I do not claim that all of these conclusions [of the plurality opinion] are unsound.  I do not know.  But I do know that, if we were to express our views on these questions, we would invite a host of federal takings claims without the mature consideration of potential procedural or substantive legal principles that might limit federal interference in matters that are primarily the subject of state law.   

            Justice Kennedy’s concurrence (joined by Justice Sotomayor) implies that similar protections are already afforded to property owners through the Due Process Clause of the Fourteenth Amendment.  “If a judicial decision, as opposed to an act of the executive or the legislature, eliminates an established property right, the judgment could be set aside as a deprivation of property without due process of law.  The Due Process Clause, in both its substantive and procedural aspects, is a central limitation upon the exercise of judicial power.” 

Implications for the Future

That the Court today fails to garner a majority to affirmatively recognize a “judicial taking” does not foreclose the possibility that the plurality opinion will result in new jurisprudence under the Takings Clause.  Justice Breyer indicates that this issue will again be revisited, supposedly under the right set of facts.  And Justice Kennedy states that where a court eliminates an established property right, the Due Process Clause is violated.  In any event, it is worth making the constitutional argument that where a court declares an “established property right” to be nonexistent, a “taking” (or violation of the Due Process) has occurred.       
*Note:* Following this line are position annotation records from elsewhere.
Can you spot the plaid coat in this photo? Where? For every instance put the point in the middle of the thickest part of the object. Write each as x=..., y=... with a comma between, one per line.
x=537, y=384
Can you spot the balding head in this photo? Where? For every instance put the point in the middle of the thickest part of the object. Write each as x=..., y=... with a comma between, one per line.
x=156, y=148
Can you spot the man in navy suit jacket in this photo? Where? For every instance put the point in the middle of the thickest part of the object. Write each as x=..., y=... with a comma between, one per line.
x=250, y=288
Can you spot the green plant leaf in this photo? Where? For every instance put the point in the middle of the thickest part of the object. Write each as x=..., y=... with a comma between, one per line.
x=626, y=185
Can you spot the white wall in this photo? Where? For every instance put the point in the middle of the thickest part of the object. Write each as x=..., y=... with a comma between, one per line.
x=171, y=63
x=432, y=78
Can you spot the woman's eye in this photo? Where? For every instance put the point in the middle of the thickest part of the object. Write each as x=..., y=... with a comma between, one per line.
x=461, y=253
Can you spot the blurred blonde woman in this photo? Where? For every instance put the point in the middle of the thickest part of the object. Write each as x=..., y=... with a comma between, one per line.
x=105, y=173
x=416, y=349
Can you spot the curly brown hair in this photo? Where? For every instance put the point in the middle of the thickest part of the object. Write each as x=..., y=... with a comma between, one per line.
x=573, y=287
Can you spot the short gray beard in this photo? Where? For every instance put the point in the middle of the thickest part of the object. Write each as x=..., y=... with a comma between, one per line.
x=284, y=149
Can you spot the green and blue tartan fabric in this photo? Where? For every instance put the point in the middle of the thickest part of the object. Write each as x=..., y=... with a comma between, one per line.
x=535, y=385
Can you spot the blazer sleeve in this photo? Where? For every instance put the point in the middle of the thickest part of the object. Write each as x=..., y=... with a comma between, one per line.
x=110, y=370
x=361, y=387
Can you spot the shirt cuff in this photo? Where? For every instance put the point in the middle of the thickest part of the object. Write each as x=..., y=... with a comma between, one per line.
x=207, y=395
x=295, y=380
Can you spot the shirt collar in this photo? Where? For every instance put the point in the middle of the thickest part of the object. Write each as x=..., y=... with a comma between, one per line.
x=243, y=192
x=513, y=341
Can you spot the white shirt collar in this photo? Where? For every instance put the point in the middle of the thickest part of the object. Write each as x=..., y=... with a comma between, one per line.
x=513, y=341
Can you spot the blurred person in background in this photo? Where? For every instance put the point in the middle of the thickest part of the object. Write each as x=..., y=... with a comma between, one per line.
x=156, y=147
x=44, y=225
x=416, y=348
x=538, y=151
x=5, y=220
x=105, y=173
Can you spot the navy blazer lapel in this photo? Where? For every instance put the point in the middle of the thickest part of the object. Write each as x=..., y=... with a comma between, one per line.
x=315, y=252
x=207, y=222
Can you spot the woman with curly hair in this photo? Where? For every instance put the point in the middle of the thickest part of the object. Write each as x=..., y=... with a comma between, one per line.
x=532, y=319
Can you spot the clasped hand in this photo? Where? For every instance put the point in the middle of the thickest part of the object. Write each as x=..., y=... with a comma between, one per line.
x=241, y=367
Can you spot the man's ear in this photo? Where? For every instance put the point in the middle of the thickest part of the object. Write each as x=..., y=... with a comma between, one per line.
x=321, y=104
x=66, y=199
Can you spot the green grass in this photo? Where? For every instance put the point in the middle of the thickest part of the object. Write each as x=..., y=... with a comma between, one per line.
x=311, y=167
Stop the Beach Renourishment, Inc. v. Florida Dep’t of Environmental Protection et al., can be found at:  http://www.supremecourt.gov/opinions/09pdf/08-1151.pdf

Special thanks to Charles Malcomb, Esq. at Hodgson Russ LLP in Buffalo, New York for providing this abstract.


Responses

  1. I am a layman so my understanding of legal procedures is limited.

    What I don’t understand is if a State Court can be the cause of regulatory takings as stated by Scalia: “The Takings Clause [in the Constitution]… is not addressed to the action of a specific branch or branches. It is concerned simply with the act and not with the governmental actor”. Then how can a property owner after a State Court decision be precluded from summiting their case to Federal Court?

    Doesn’t the Save the Beach decision open up a new can of worms? A self created problem since constitutional issues should always have had access to Federal Courts.